The new delicious, shiny Apple iphone went on sale yesterday and I had to restrain myself because this new, lovely, glossy device has been beckoning me for weeks. Every time I open the Internet, there it is, speaking my name.
Consequently, a strange war of justification formed in my head, “no I don’t need it, but yes, I want it”. Thinking back, I’ve felt a bit like Gollum chasing after the Ring of Power, it was becoming “my precious”.
Now I need to say that the pricing is expensive, but those of us who’ve suffered New Zealand’s mobile data plans are hardly surprised. In fact, comparatively, it’s not a bad deal for such a glittery phone that does lovely things with the Internet. Let’s face it; Godzone is not a cheap place to run a phone.
But why do I want one?
The question I have wrestled with is, “do I need it?” the answer is no. But should “need” be the only motivation for decision-making? I don’t need to go to a restaurant. I don’t need nice clothes. I don’t need to see Hancock at the movies and I don’t need an iphone!
The cartoonist, Mike Moreu, was the voice of God to me this week. His caricature of Adam and Eve in the Garden of Eden wondering at an iphone bought me to my senses. What was I thinking?
Sometimes we make decisions for pure enjoyment and nothing more. And I like that. But the honest answer I had to face when confronted with the question, “will I enjoy the iphone for two whole years of a contract?” was, no! For me the expense verses enjoyment equation didn’t add up.
Temptation is a fascinating human dilemma. It’s not religious but ethical. That’s why it’s a global human problem. We are all aware of our perceptions of right and wrong, or the implications of the decisions we make.

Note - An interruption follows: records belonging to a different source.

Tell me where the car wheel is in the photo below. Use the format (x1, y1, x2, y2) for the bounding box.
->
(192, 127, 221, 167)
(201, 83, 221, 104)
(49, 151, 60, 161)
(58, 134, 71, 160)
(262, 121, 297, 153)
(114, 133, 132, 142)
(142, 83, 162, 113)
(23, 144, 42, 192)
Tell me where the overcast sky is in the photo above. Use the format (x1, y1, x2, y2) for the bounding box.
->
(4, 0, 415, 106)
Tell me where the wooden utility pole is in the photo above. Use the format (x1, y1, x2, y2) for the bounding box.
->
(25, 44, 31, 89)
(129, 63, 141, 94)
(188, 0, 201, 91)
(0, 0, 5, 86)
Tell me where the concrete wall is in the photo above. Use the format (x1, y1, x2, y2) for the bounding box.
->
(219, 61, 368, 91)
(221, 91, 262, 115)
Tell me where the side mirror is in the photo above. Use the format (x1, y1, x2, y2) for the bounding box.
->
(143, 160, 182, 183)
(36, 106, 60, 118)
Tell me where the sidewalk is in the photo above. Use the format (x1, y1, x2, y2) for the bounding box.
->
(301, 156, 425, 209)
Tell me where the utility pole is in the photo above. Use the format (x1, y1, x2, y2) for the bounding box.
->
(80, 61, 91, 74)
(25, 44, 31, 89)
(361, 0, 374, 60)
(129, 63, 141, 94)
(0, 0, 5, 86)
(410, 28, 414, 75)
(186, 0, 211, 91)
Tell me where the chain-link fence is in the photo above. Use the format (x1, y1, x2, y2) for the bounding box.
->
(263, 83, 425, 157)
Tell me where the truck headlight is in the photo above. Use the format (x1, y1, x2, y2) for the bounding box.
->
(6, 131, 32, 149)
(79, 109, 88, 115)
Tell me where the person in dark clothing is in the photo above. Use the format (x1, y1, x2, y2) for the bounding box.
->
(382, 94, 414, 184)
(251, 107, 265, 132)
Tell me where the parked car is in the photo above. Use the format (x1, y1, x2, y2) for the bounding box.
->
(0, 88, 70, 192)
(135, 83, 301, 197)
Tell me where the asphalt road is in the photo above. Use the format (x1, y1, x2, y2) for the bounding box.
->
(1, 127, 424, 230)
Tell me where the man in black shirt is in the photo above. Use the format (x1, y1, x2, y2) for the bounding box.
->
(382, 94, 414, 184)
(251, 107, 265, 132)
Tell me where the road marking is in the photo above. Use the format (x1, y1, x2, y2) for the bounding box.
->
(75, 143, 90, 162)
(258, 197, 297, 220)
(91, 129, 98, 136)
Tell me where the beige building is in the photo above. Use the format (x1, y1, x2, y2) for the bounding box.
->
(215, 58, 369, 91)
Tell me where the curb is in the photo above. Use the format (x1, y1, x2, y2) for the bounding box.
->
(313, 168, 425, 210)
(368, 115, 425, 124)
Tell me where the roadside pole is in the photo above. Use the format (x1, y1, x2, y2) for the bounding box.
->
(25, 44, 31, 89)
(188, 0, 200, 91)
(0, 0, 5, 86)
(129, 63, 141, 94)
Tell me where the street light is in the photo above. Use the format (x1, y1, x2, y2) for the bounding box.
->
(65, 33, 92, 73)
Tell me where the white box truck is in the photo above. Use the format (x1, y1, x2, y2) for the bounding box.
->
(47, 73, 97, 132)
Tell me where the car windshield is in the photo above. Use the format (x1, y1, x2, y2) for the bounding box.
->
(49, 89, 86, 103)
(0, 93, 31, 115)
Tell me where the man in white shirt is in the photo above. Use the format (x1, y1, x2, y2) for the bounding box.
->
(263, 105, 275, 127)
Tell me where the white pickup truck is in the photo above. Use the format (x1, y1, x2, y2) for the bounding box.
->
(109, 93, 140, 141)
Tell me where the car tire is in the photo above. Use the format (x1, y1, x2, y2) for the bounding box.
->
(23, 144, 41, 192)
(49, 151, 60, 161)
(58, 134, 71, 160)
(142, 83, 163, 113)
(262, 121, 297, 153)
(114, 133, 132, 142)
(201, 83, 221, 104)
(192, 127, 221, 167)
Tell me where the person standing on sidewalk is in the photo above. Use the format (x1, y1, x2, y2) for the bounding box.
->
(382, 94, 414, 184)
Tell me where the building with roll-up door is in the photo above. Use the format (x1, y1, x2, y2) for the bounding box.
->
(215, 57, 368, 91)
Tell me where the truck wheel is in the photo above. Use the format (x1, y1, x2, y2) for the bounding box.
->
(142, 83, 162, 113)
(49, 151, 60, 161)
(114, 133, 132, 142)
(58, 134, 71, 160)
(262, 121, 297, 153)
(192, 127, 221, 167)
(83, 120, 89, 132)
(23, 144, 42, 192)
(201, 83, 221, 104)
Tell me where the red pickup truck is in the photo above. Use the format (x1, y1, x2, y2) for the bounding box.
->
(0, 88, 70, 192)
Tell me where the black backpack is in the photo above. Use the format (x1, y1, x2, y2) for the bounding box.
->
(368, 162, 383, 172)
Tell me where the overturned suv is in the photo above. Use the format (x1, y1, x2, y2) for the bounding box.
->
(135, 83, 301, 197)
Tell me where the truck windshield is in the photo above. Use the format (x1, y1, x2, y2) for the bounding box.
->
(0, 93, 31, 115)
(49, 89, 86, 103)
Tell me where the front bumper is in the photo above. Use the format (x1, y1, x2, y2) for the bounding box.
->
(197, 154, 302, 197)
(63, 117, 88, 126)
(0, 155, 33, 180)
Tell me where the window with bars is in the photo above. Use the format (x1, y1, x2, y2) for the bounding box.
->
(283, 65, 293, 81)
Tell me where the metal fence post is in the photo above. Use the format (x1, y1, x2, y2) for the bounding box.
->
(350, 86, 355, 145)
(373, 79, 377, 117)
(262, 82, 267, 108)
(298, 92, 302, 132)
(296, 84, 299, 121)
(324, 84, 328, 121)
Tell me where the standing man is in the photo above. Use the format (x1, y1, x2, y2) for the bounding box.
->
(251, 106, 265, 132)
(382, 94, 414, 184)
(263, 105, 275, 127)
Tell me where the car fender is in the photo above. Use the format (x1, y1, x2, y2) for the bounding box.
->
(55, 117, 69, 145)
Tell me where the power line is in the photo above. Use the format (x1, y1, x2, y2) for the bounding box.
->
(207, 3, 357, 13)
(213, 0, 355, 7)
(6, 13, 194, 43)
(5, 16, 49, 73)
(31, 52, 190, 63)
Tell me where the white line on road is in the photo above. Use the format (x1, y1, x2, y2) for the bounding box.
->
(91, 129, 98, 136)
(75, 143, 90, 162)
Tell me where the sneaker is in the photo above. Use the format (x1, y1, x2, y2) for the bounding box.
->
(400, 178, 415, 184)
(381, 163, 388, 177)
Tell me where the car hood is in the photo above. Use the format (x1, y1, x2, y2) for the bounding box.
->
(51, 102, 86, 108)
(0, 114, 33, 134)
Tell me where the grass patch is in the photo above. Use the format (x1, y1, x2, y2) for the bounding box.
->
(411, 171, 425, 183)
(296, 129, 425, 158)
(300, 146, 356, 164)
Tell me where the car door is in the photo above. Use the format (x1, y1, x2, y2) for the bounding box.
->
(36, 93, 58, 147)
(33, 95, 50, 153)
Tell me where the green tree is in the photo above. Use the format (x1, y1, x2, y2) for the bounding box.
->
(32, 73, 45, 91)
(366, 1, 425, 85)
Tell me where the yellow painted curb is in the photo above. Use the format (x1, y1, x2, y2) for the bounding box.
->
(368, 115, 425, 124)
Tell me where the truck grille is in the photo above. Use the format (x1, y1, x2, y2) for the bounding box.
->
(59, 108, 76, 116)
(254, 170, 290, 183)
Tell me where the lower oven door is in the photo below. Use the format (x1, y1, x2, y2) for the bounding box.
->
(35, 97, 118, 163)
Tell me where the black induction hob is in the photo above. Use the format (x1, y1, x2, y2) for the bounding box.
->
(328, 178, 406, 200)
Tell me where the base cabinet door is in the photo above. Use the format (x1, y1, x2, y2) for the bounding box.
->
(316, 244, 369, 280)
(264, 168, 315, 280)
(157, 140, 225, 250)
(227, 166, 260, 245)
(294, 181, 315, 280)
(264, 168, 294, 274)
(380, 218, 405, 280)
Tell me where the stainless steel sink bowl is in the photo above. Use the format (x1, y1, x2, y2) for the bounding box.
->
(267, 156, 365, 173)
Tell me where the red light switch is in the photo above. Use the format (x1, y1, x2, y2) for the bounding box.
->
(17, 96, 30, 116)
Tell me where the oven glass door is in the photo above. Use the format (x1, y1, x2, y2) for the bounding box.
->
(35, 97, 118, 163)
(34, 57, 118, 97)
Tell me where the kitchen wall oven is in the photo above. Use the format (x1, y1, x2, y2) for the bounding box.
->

Sometimes a decision is an easy one because we know that a certain action crosses a line we can’t go over it. Yet some decisions are hard because the milky lens of enjoyment blurs our perceptions of right and wrong.
That’s why the story of the Garden of Eden features in the first chapters of the Bible. Quite apart from whether you believe in Adam or Eve, no one can deny the power of temptation. The original Apple (before Steve Jobs got hold of it) was a temptation to follow after a voice that would destroy humanities relationship with God. The Apple represented shiny illusions like freedom and power and the real life that God was hiding from them. The Apple was a gateway to what they were missing out on.
The problem for Adam and Eve was that the illusion blinded them to the real life they already had. And that’s what temptation does.
Shiny things blind us all from time to time. But just remember, like the first apple and the latest one, they rarely deliver what they appear to promise.